Liputan6.com, Jakarta - Kementerian Keuangan (Kemenkeu) mematok nilai kurs sebagai dasar pelunasan bea masuk, pajak pertambahan nilai barang dan jasa, serta pajak penjualan atas barang mewah, bea keluar dan pajak penghasilan yang berlaku pada 31 Mei-6 Juni 2023.
Hal tersebut telah ditetapkan dalam Keputusan Menteri Keuangan Republik Indonesia Nomor 27/KM.10/2023 tentang nilai kurs sebagai dasar pelunasan bea masuk, pajak pertambahan nilai barang dan jasa dan pajak penjualan atas barang mewah, bea keluar dan pajak penghasilan yang berlaku pada 31 Mei 2023-6 Juni 2023.

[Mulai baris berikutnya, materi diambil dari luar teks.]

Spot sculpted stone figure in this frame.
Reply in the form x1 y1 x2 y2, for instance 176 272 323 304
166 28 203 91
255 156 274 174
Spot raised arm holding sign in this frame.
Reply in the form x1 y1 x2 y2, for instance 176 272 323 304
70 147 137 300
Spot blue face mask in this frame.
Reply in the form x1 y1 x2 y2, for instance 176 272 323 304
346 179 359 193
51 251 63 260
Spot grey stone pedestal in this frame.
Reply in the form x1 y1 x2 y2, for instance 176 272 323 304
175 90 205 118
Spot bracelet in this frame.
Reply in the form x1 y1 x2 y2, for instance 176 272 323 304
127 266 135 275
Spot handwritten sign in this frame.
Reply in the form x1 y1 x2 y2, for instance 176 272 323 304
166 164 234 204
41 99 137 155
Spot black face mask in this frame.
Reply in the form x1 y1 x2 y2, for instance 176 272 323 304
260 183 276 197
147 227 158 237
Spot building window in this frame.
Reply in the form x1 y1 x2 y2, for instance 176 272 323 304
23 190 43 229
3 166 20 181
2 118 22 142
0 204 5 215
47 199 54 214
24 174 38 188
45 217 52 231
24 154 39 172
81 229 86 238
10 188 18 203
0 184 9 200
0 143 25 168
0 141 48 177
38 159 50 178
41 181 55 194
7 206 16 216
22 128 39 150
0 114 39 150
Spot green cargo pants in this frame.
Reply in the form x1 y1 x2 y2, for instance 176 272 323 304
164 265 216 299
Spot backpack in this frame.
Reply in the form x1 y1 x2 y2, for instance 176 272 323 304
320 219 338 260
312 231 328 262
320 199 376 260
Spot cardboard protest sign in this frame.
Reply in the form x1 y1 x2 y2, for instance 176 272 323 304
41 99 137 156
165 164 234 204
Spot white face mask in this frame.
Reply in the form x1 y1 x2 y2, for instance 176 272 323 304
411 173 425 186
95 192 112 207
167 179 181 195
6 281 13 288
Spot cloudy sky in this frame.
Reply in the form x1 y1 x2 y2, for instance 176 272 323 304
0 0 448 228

Keputusan tersebut juga menimbang bahwa untuk keperluan pelunasan bea masuk, pajak pertambahan nilai barang dan jasa dan pajak penjualan atas barang mewah, bea keluar dan pajak penghasilan atas pemasukan barang, utang pajak yang berhubungan dengan pajak pertambahan nilai barang dan jasa dan pajak penjualan atas barang mewah, bea keluar dan penghasilan yang diterima atau diperoleh berupa uang asing, harus terlebih dahulu dinilai ke dalam uang rupiah. Demikian mengutip dari fiskal.kemenkeu.go.id, Jumat (2/6/2023).
Advertisement
Berikut penetapan nilai kurs sebagai dasar pelunasan bea masuk, pajak pertambahan nilai barang dan jasa dan pajak penjualan atas barang mewah, bea keluar dan pajak penghasilan yang berlaku pada 31 Mei 2023-6 Juni 2023:
- Rp 14.919 untuk dolar Amerika Serikat (USD)
- Rp 9.794,99 untuk dolar Australia (AUD)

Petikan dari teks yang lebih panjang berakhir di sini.